An eine Ausbildung war und ist für unseren Sohn nicht zu denken. Während seiner Klinikaufenthalte nahm er öfters an der Arbeitstherapie teil. Da er sich in der Werkstatt geschickt anstellte, unterbreitete man ihm dann das Angebot, auch nach seiner Entlassung weiterhin dort tätig zu sein. Hatte er sich kurz vorher noch über das Lob des Werkstattleiters gefreut, schlug seine Stimmung in Empörung um. Gegen die Langeweile und um sich etwas Taschengeld dazuzuverdienen fand er die Arbeit in einer Behindertenwerkstatt in Ordnung. Dass das seine berufliche Perspektive sein sollte, war dagegen für ihn inakzeptabel.

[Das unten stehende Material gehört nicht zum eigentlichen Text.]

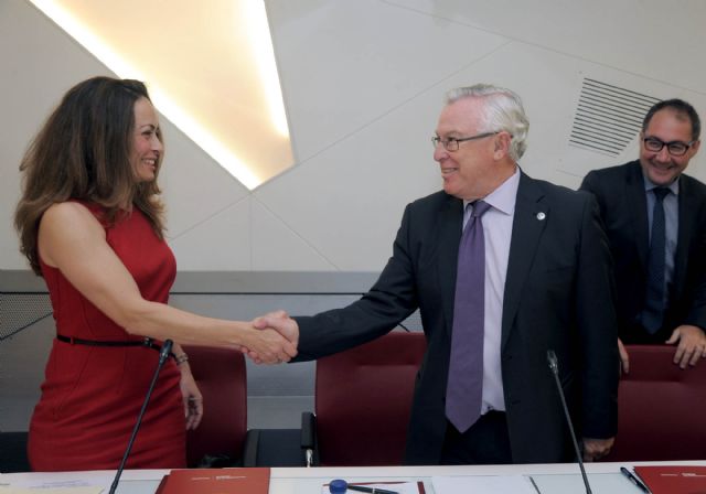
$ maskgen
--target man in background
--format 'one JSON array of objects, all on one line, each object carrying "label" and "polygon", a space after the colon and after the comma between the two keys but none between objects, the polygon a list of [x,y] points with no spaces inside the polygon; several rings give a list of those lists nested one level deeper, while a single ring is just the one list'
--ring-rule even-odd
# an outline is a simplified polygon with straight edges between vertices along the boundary
[{"label": "man in background", "polygon": [[619,348],[675,344],[685,368],[706,357],[706,185],[685,175],[698,151],[700,120],[681,99],[654,105],[640,132],[640,159],[595,170],[592,192],[616,264]]},{"label": "man in background", "polygon": [[590,194],[520,170],[527,129],[514,93],[451,90],[432,138],[443,191],[406,207],[373,288],[344,309],[260,319],[298,340],[304,361],[381,336],[418,308],[428,346],[408,464],[570,461],[549,350],[585,458],[612,445],[618,351],[608,241]]}]

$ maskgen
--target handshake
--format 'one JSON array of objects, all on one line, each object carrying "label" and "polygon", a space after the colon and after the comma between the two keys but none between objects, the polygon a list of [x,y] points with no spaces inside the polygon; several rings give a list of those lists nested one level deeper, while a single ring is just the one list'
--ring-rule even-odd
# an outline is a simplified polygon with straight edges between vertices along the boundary
[{"label": "handshake", "polygon": [[299,325],[285,311],[269,312],[250,321],[240,352],[256,364],[280,364],[297,356]]}]

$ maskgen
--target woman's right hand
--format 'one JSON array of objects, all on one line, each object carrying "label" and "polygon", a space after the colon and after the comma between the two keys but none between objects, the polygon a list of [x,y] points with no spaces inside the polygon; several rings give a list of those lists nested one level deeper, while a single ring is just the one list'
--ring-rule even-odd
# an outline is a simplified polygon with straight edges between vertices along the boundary
[{"label": "woman's right hand", "polygon": [[272,329],[258,330],[250,326],[245,330],[244,352],[256,364],[281,364],[297,356],[297,346]]}]

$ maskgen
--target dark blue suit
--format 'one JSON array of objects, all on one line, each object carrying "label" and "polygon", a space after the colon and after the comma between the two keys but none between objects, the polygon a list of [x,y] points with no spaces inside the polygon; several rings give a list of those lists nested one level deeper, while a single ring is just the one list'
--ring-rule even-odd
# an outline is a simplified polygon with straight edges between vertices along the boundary
[{"label": "dark blue suit", "polygon": [[650,248],[648,205],[640,161],[593,170],[581,190],[598,200],[616,264],[619,335],[623,343],[664,343],[682,324],[706,330],[706,185],[682,174],[674,280],[662,330],[649,334],[637,322],[646,289]]},{"label": "dark blue suit", "polygon": [[[298,359],[379,336],[419,308],[428,341],[417,376],[406,462],[438,464],[446,432],[462,201],[438,192],[407,206],[393,257],[375,286],[344,309],[296,318]],[[544,213],[544,216],[538,215]],[[522,174],[502,318],[502,373],[513,461],[570,460],[571,445],[546,353],[579,433],[614,436],[618,351],[610,255],[589,194]]]}]

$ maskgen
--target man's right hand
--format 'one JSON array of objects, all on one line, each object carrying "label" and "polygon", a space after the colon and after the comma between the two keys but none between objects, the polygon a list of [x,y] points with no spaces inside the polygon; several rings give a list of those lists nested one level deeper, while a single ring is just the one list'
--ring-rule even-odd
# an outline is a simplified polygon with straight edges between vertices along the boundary
[{"label": "man's right hand", "polygon": [[269,312],[255,318],[253,325],[258,330],[272,329],[289,340],[295,347],[299,345],[299,324],[285,311]]},{"label": "man's right hand", "polygon": [[622,344],[620,339],[618,339],[618,353],[620,354],[620,368],[625,374],[630,373],[630,357],[628,356],[628,351],[625,350],[625,345]]}]

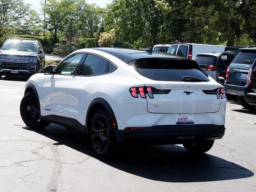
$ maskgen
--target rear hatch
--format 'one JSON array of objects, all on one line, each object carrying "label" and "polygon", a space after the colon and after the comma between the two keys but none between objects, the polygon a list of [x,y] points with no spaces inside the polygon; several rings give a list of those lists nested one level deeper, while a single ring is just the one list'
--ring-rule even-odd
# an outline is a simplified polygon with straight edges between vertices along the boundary
[{"label": "rear hatch", "polygon": [[221,99],[218,98],[217,89],[222,86],[210,79],[194,61],[151,58],[137,59],[133,65],[144,77],[141,80],[149,91],[144,90],[149,112],[198,113],[219,110]]},{"label": "rear hatch", "polygon": [[248,72],[255,59],[256,51],[241,50],[229,66],[228,83],[235,85],[245,85]]}]

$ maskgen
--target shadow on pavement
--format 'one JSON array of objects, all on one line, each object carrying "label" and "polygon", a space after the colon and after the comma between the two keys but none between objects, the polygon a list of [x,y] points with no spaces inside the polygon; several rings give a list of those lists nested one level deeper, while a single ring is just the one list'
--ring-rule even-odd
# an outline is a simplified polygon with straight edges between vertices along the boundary
[{"label": "shadow on pavement", "polygon": [[26,81],[28,79],[29,77],[5,77],[2,76],[2,79],[0,80],[4,81]]},{"label": "shadow on pavement", "polygon": [[106,160],[95,156],[85,135],[52,124],[35,131],[57,142],[92,156],[123,171],[148,179],[166,182],[219,181],[253,176],[252,171],[232,162],[205,154],[190,154],[177,145],[126,146],[116,158]]},{"label": "shadow on pavement", "polygon": [[256,115],[256,110],[255,109],[248,110],[243,108],[242,109],[231,109],[231,111],[243,113],[247,114]]}]

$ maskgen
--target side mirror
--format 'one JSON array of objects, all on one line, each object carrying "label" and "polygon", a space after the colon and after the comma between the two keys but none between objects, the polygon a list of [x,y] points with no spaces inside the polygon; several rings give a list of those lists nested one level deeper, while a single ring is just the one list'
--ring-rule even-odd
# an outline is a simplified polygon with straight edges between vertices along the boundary
[{"label": "side mirror", "polygon": [[218,78],[218,82],[223,85],[225,83],[225,79],[222,77],[219,77]]},{"label": "side mirror", "polygon": [[51,65],[48,65],[44,67],[43,72],[44,75],[51,75],[53,73],[53,67]]}]

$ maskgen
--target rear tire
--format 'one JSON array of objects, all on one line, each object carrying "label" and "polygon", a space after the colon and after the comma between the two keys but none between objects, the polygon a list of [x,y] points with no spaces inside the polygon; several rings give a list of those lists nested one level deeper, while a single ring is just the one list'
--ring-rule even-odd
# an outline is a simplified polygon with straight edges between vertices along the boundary
[{"label": "rear tire", "polygon": [[214,143],[214,140],[201,141],[195,143],[185,143],[183,146],[189,152],[202,154],[210,150]]},{"label": "rear tire", "polygon": [[91,144],[97,155],[110,158],[117,153],[119,144],[116,142],[111,118],[104,109],[97,111],[90,125]]},{"label": "rear tire", "polygon": [[50,125],[50,122],[40,119],[39,110],[34,92],[24,95],[20,103],[20,111],[21,118],[27,126],[32,129],[42,129]]},{"label": "rear tire", "polygon": [[244,99],[244,97],[243,96],[238,96],[238,101],[242,107],[244,107],[246,109],[255,109],[254,105],[251,105],[248,104]]}]

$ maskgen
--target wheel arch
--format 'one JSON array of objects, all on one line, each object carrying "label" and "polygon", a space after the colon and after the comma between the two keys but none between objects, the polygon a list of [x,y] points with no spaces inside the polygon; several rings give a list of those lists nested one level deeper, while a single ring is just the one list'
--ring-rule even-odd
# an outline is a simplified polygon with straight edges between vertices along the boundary
[{"label": "wheel arch", "polygon": [[106,109],[110,115],[115,131],[118,129],[116,116],[110,105],[104,99],[98,97],[92,100],[88,107],[85,123],[85,132],[87,134],[89,133],[90,126],[93,115],[98,109],[102,108]]},{"label": "wheel arch", "polygon": [[31,92],[34,92],[35,95],[36,95],[36,103],[37,103],[37,105],[39,107],[39,117],[41,117],[41,107],[40,105],[40,102],[39,101],[39,97],[38,97],[38,94],[37,93],[37,91],[36,91],[36,87],[34,86],[34,85],[32,83],[29,84],[25,90],[25,92],[24,93],[24,95],[25,95],[26,94],[28,93],[30,93]]}]

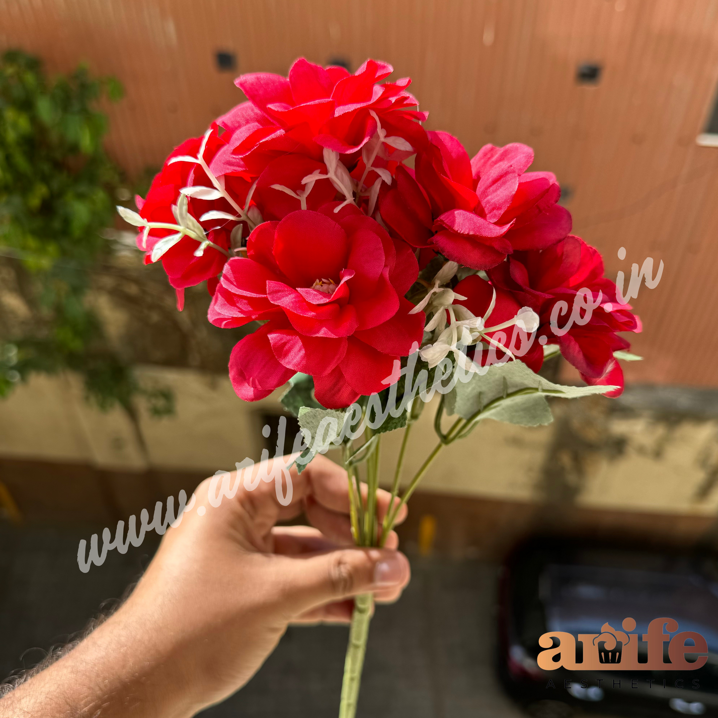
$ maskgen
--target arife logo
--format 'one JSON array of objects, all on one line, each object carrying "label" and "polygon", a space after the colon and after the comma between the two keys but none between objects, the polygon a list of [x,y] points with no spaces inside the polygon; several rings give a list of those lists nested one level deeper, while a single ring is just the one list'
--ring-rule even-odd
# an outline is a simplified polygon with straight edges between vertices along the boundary
[{"label": "arife logo", "polygon": [[[648,660],[638,663],[638,634],[630,633],[635,629],[633,618],[625,618],[623,631],[616,630],[608,623],[601,627],[600,633],[579,633],[578,640],[583,645],[583,659],[576,661],[576,639],[572,633],[549,631],[538,639],[542,651],[536,658],[538,667],[554,671],[563,666],[571,671],[695,671],[708,660],[706,639],[695,631],[676,633],[671,638],[663,633],[663,627],[673,633],[678,630],[678,622],[672,618],[654,618],[648,624],[643,640],[648,643]],[[624,633],[625,631],[626,633]],[[559,645],[554,645],[554,639]],[[663,643],[668,643],[670,662],[663,661]],[[692,645],[689,643],[692,641]],[[686,645],[688,644],[688,645]],[[697,653],[693,662],[686,660],[686,653]]]}]

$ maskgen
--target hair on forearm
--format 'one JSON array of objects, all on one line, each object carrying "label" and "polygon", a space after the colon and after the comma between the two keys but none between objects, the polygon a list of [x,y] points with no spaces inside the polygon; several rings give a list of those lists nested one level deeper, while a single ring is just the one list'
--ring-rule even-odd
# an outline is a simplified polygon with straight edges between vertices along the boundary
[{"label": "hair on forearm", "polygon": [[31,678],[49,668],[59,661],[63,656],[67,656],[75,646],[81,643],[93,631],[101,625],[110,617],[129,597],[130,594],[137,585],[136,582],[131,584],[125,589],[122,597],[119,599],[112,598],[103,601],[100,606],[100,611],[88,623],[87,625],[80,631],[70,635],[67,643],[52,645],[47,651],[47,655],[39,663],[29,668],[21,668],[14,671],[2,682],[0,682],[0,699],[14,691],[18,686],[27,683]]}]

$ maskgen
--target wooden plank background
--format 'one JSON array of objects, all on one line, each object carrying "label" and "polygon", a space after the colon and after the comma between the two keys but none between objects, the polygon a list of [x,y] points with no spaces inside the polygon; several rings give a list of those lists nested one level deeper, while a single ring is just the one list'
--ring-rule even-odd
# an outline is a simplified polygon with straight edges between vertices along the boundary
[{"label": "wooden plank background", "polygon": [[[470,154],[533,146],[610,276],[663,261],[635,302],[647,358],[631,381],[718,386],[718,149],[695,144],[718,83],[716,0],[0,0],[0,47],[119,78],[108,148],[130,173],[243,100],[240,73],[389,61]],[[218,70],[220,50],[236,71]],[[597,85],[577,84],[585,62]]]}]

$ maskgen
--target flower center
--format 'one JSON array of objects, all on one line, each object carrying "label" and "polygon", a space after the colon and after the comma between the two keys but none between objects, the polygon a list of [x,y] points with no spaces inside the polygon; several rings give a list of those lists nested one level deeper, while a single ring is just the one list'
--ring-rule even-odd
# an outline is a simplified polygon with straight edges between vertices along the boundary
[{"label": "flower center", "polygon": [[333,279],[315,279],[312,289],[323,292],[325,294],[333,294],[337,289],[337,284]]}]

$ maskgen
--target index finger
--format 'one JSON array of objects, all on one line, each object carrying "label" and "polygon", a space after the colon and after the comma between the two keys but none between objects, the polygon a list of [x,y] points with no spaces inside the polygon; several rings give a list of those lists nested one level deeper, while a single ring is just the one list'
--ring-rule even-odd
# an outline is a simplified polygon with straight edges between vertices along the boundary
[{"label": "index finger", "polygon": [[[307,477],[307,491],[304,495],[311,494],[317,503],[331,511],[349,513],[349,479],[345,469],[320,454],[299,476],[302,478],[305,474],[309,475]],[[365,483],[360,484],[360,488],[362,500],[365,503],[368,488]],[[391,494],[388,491],[381,488],[377,490],[376,511],[380,521],[383,520],[388,510],[391,498]],[[398,502],[398,498],[395,498],[394,505]],[[406,518],[406,506],[404,505],[395,523],[401,523]]]}]

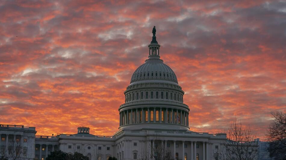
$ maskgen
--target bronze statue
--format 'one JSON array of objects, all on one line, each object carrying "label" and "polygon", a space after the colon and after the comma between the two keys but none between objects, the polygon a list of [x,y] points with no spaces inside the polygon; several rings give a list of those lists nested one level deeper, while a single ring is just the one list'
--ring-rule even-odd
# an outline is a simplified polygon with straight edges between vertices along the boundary
[{"label": "bronze statue", "polygon": [[156,27],[154,26],[153,27],[153,29],[152,30],[152,33],[153,34],[153,35],[155,36],[156,35]]}]

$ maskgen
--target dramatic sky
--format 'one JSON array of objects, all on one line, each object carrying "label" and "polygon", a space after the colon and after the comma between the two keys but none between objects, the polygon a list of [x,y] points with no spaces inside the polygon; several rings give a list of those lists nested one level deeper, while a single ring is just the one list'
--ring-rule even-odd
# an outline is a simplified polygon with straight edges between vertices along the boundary
[{"label": "dramatic sky", "polygon": [[0,124],[112,135],[153,25],[192,131],[260,138],[286,109],[286,1],[1,1]]}]

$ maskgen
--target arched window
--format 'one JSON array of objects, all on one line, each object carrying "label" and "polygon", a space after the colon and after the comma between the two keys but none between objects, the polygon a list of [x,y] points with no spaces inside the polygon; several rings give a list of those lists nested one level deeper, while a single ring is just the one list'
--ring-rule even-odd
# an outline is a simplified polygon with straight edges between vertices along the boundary
[{"label": "arched window", "polygon": [[159,121],[159,111],[156,111],[156,121]]},{"label": "arched window", "polygon": [[154,120],[154,118],[153,118],[153,117],[154,117],[154,114],[153,114],[153,111],[151,111],[150,112],[151,112],[151,113],[150,113],[150,117],[151,117],[151,121],[153,121],[153,120]]},{"label": "arched window", "polygon": [[161,120],[162,121],[164,121],[164,111],[162,111],[161,112]]}]

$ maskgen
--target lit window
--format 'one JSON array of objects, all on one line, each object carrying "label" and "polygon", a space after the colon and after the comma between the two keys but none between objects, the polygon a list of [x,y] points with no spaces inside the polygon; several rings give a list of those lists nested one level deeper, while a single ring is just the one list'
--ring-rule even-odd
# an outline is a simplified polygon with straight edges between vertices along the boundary
[{"label": "lit window", "polygon": [[137,153],[133,153],[133,159],[137,159]]}]

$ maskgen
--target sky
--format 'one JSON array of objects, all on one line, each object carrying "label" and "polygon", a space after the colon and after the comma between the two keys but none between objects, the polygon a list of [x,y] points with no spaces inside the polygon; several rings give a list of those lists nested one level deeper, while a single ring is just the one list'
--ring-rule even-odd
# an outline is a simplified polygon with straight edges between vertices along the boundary
[{"label": "sky", "polygon": [[112,135],[154,25],[190,129],[236,117],[263,140],[286,110],[286,1],[1,1],[0,124]]}]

Zu Beginn seiner Erkrankung waren wir sehr ungeduldig mit unserem Sohn und sahen in jedem Hilfsangebot eine Chance für ihn, die er unbedingt ergreifen sollte. In der Psychiatrie Tätige warben bei uns um Verständnis für ihn, wenn er sich Maßnahmen egal welcher Art verweigerte. Das müsse ein junger Mensch erst einmal mit seinem Selbstbild überein bekommen, psychisch krank zu sein. Mit der Zeit verstanden wir unseren Sohn besser, der sich nicht den Stempel ‚psychisch krank’ aufdrücken lassen wollte. Nun waren es die Ärzte, Pfleger und Sozialarbeiter, die die Geduld verloren und erwarteten, er müsse endlich was seine Situation und seine Möglichkeiten betrifft in der Realität ankommen. Aber Einsicht lässt sich nicht erzwingen.

Was aus Sicht des einen ein tolles Angebot sein mag, ist für jemand anderes möglicherweise eine Zumutung.